Microeconomic Modeling in Urban Science presents a novel, interdisciplinary framework for the analysis of urban systems, reconceived from microeconomic foundations as the complex interaction of individuals in a discrete context. The work considers a) The microscopic interaction between citizens, and between citizens and firms, (b) The mesoscopic agglomeration of firms and segregation of agents' socioeconomic clusters, (c) The emergence of city-level scale laws observed when analyzing a system of cities, and (d) The optimal planning of cities. In addition, the market equilibrium computation properties, regarding existence, uniqueness and algorithms convergence are discussed.

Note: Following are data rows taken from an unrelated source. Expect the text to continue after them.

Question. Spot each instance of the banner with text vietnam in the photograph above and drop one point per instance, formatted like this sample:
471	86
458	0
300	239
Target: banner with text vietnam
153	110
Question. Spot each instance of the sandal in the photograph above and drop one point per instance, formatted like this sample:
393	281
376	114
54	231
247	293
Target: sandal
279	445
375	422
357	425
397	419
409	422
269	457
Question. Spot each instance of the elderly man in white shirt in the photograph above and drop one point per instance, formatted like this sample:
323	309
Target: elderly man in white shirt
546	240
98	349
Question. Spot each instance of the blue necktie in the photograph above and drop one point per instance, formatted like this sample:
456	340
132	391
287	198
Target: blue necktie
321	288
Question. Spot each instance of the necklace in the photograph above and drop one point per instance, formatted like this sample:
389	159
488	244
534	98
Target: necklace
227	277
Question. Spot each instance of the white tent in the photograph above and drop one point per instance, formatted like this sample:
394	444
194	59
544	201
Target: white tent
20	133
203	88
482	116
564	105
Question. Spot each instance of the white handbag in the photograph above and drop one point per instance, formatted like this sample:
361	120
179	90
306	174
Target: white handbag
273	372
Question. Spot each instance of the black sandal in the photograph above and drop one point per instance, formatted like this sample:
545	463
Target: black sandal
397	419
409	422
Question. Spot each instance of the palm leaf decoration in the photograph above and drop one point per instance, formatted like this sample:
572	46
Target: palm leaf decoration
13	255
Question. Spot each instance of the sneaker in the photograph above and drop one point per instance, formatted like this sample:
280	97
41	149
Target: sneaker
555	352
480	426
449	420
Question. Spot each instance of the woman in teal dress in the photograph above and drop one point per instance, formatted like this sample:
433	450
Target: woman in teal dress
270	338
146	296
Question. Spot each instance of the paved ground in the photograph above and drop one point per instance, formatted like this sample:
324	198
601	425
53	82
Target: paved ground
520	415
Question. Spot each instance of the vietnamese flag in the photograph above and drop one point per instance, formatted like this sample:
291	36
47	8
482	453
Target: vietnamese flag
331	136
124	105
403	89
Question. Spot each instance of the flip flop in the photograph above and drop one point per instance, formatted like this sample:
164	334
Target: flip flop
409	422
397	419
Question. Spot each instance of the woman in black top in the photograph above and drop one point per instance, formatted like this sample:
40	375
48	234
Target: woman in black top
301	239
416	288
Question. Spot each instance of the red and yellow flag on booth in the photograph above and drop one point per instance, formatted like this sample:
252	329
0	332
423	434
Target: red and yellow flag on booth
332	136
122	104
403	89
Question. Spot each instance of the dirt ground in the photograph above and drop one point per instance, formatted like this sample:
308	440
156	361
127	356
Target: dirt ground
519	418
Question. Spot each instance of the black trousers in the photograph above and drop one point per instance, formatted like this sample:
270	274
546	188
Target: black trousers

- Presents a unified, coherent and realistic framework able to simulate complete urban systems
- Describes the use of discrete-choice and stochastic behavior models in the auction spatial-equilibrium market
- Provides a unified model relevant to all levels of analysis: micro-, meso- and macro-scale interactions
- Includes computing outputs from Cube-Land modeling using GIS
1. Introduction 2. Accessibility 3. Theory of a discrete urban land market 4. A stochastic model of urban systems 5. Equilibrium analysis 6. Dynamic of urban land use 7. Applications and policy analysis 8. City scale laws
Francisco Martínez is a Professor of Civil Engineering with adjunct roles in the Urban Studies and Land Use Modeling department at the University of Chile. His research areas encompass land use theory and modeling, and methods of evaluation of urban management policies (including regulations and subsidies). He is the creator of the land use model, Model of Use of Soils of Santiago (MUSSA) and directs the professional team that develops the computational package. He is the editor of three books, author of nine book chapters, and has published 25 ISI-indexed papers.